On its face, this is a chill discussion between friends, but there’s an unmissable tension brewing. Opposing aspirations, questionable power dynamics, and it’s clear that before too long, whatever’s left of the boundaries between these people will melt away. Sure enough, only a few scenes later, Maggie (Ayo Edebiri), an ambitious student, appears at the doorstep of Professor Alma (Julia Roberts), with a disturbing account of assault at the hands of Hank (Andrew Garfield), her friend and colleague. Alma shrinks away. She has a vested interest in both of these people–and her own potential tenure at Yale. They both cry out for her support as the hunt begins, and she has to choose between believing a victim without tangible evidence at the cost of her longtime academic partner’s future, or betraying a young woman and standing with a potential predator.
After the Hunt packs a powder keg of a premise, but in order to keep its provocations alive, the movie needs to obfuscate the audience’s view for over two hours, unpacking the characters as they become more and more ambiguous. That’s not an easy framework to play within, and the Screenplay collapses in on itself as it builds to a strange conclusion that flies in the face of its unknowable themes.
Framing the story from Alma‘s perspective makes all the sense in the world. We can never know the whole truth of the story, and she’s understandably pulled in both directions. While he may or may not be a liar, Andrew Garfield‘s pants are absolutely on fire as Hank. He plays the troubling character with incredible charm, despite his nightmarish inner turmoil. He’s fearless in his conviction, his rage, and his tap-dancing back and forth over the limits of everyone in his orbit. Ayo Edebiri plays Maggie with a fantastic duality. She’s clearly hungry for power, but also believably torn apart by her largely offscreen relationship with Hank, and unafraid to challenge anyone who glances sideways at her emotional testimony–terrifying in her victimhood.
The Hunt truly simmers whenever Roberts is confronted by either character, but left to her own devices–which is the majority of the runtime–the Movie fizzles.
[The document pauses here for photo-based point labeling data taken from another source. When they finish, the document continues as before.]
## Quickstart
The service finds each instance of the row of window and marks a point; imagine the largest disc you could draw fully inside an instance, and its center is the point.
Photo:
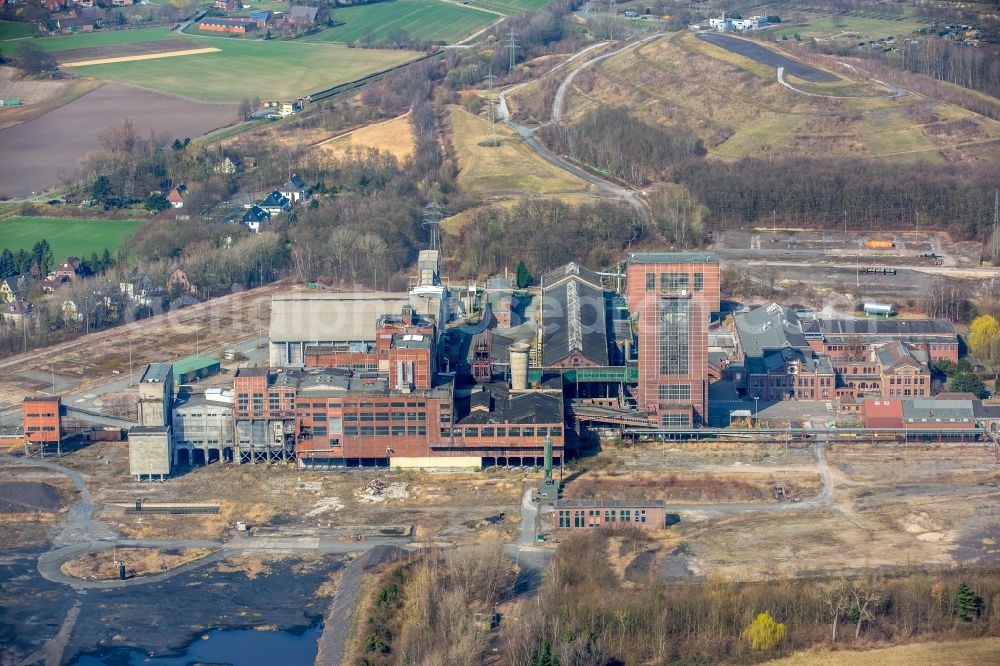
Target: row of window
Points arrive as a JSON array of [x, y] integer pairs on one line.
[[675, 281], [473, 432], [592, 517]]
It’s unfortunate that Roberts plays Alma with such an icy cold veneer. This character is juggling a million impossible dilemmas–I haven’t even mentioned her sputtering marriage–but it’s rare to see Roberts convey much beyond a quietly agitated energy. She often seems more annoyed by these moral quandaries than profoundly shaken to her core. This kind of movie–where the tension is built from personalities and ideas more than action–demands a more dynamic lead performance. Roberts‘ approach is far too rigid, especially next to the likes of Edebiri and Garfield.
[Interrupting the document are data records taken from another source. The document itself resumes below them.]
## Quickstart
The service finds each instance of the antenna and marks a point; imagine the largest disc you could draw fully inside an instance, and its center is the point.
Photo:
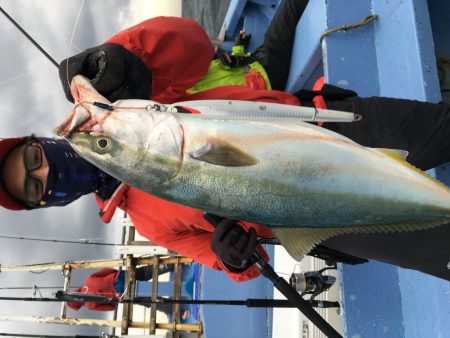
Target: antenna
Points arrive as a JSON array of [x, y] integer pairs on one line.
[[29, 37]]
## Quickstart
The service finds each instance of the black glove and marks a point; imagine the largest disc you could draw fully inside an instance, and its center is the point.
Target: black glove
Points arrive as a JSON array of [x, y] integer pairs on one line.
[[233, 245], [242, 39], [113, 70]]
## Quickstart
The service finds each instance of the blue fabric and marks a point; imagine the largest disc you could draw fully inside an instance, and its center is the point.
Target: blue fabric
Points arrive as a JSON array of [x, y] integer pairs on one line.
[[70, 176], [119, 284]]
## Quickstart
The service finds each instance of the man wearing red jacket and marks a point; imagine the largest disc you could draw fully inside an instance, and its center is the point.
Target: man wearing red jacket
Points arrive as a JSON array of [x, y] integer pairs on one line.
[[171, 70]]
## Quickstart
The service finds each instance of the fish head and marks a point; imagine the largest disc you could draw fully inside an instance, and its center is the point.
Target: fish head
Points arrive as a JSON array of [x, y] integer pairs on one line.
[[135, 141]]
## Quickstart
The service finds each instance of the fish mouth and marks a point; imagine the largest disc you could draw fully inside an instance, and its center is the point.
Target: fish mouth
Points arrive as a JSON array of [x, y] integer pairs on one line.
[[81, 120]]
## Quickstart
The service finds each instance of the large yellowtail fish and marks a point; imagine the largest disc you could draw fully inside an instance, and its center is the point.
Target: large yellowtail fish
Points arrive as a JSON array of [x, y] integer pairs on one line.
[[307, 183]]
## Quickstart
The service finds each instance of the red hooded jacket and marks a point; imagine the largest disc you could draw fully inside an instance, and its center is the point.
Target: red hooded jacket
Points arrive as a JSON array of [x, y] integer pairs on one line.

It’s unfortunate that After the Hunt ultimately fumbles its hot potato plot. Guadagnino‘s skill at realizing deeply unstable relationships is palpable, and some scenes in the middle section really cook. I believe Roberts had a better, more engaging performance to offer this material. Maybe her over-the-top indifference here is a reaction to being propped up as America’s Sweetheart for so much of her legendary career? Sadly, After the Hunt as a whole feels more like a blunt instrument of provocation, rather than the dangerous dialogue with culture it sets out to be.
Amazon MGM Studios release AFTER THE HUNT October 17, 2025.